At church this evening, prominently positioned near the front there was a framed portrait on an easel. It was a painting of Dr. Martin Luther King, Jr. His image graced the front of the song sheet the greeter handed everyone who entered. And King's face dominated the front page of the weekly parish bulletin.
We were visiting Old St. Pat's Catholic Church in Chicago's West Loop, an affluent and vibrant faith community that cracks a smile to welcome everyone and genuinely breaks a sweat to serve its neediest neighbors.
I couldn't help but wonder, what if Dr. King had lived? What if his assassin had missed? How would things be different?
King, a Nobel Peace Prize winner, husband and father of four was only 39 when sniper James Earl Ray fatally shot him. The transformational Baptist minister, like those he emulated, was slain for loving peace too much. A devout believer in Jesus Christ and a disciple of Mohandas Gandhi's tactics of nonviolent resistance, King was devoted to truth and was convinced that peaceful protests were the most potent weapon against oppression.
"We know through painful experience that freedom is never voluntarily given by the oppressor; it must be demanded by the oppressed," King wrote in a letter in 1963 while sitting in a Birmingham, Alabama jail cell. He was arrested after leading a nonviolent campaign to end segregation of lunch counters and in hiring practices. Can you believe that American businesses actually incurred the cost for extra dining space, separate restroom facilities and drinking fountains in order to keep races separate? King's campaign drew national attention when Birmingham police used attack dogs and fire hoses to abuse peaceful protesters, jailing many, including hundreds of schoolchildren.
But King and his principles of resistance to force recognition of social issues and earn reasonable negotiation would win the day. He was a brilliant man. I didn't know King attended Morehouse College in Atlanta, Georgia at age 15 through a special program for gifted students. He dabbled in medicine and law before pursuing a divinity degree at his father's urging, and later, King, Jr. earned a Ph.D. in theology from Boston University.
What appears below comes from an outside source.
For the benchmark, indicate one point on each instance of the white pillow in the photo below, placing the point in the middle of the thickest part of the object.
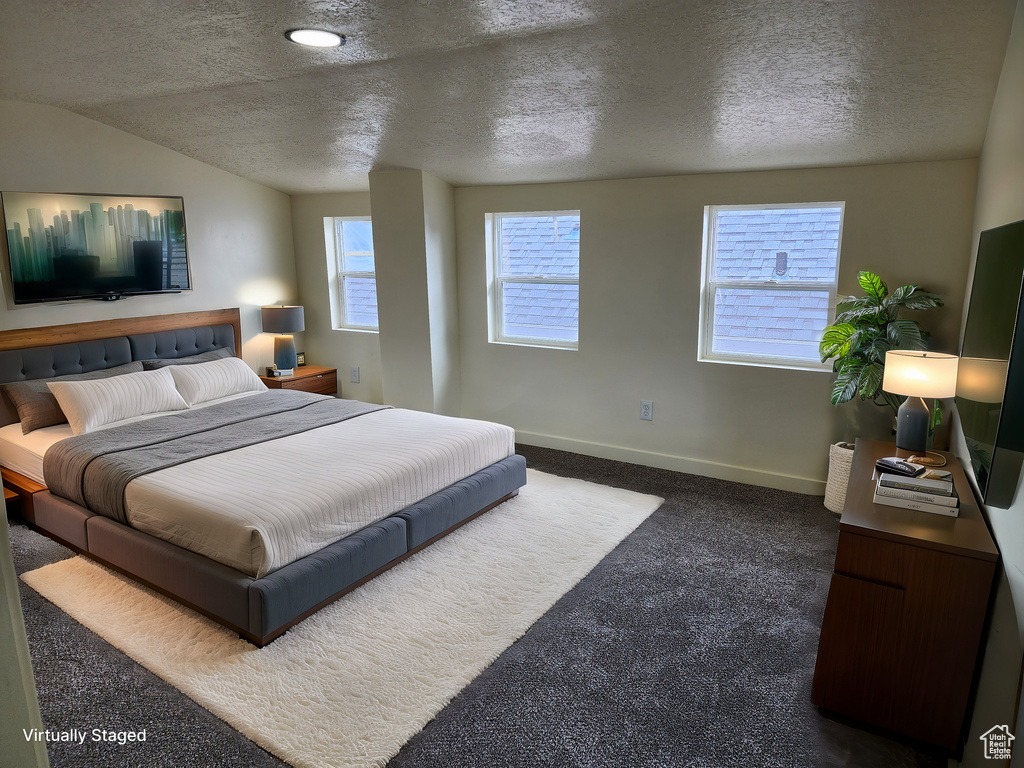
(208, 381)
(89, 404)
The remarkably eloquent and inspiring author and speaker was focused on man's relationship to God. His emphasis was not on a quest for social progress or the power of man to reason. King's core faith rested essentially in living by God's guidance.
His pursuits were not limited to the advancement of African-Americans. King championed the plight of all the poor, including the destitute of Appalachia. He protested the Vietnam War, and navigated the complex challenges of racial discrimination in Northern states, leading a fair housing fight in Chicago.
In 1968, just three years after Congress passed the Voting Rights Act of 1965, King was gunned down. Forty years later, America elected its first known biracial president whom voters awarded a second term. April 4, 2018 will mark the 50th anniversary of Dr. King's assassination. Were he still alive today, he would be 89, the same age as my mother.
So much has changed for the better in America, yet our nation continues to convulse with spasms of its racial affliction. A stubborn demon. We have accomplished so much divided, imagine if we are ever truly united. It happens rarely, usually in response to a common enemy.
Tomorrow we celebrate the legacy of a man who never held public office, never collected a salary from taxpayers to reward his efforts for galvanizing a nation for goodness. This was someone who was incarcerated without ever brandishing a firearm or tangling with an officer of the law. In fact, at the Pettus Bridge outside Selma Alabama, he and his followers knelt in prayer when faced with confrontation.
Oh, the power of peace. Oh, if only he had lived.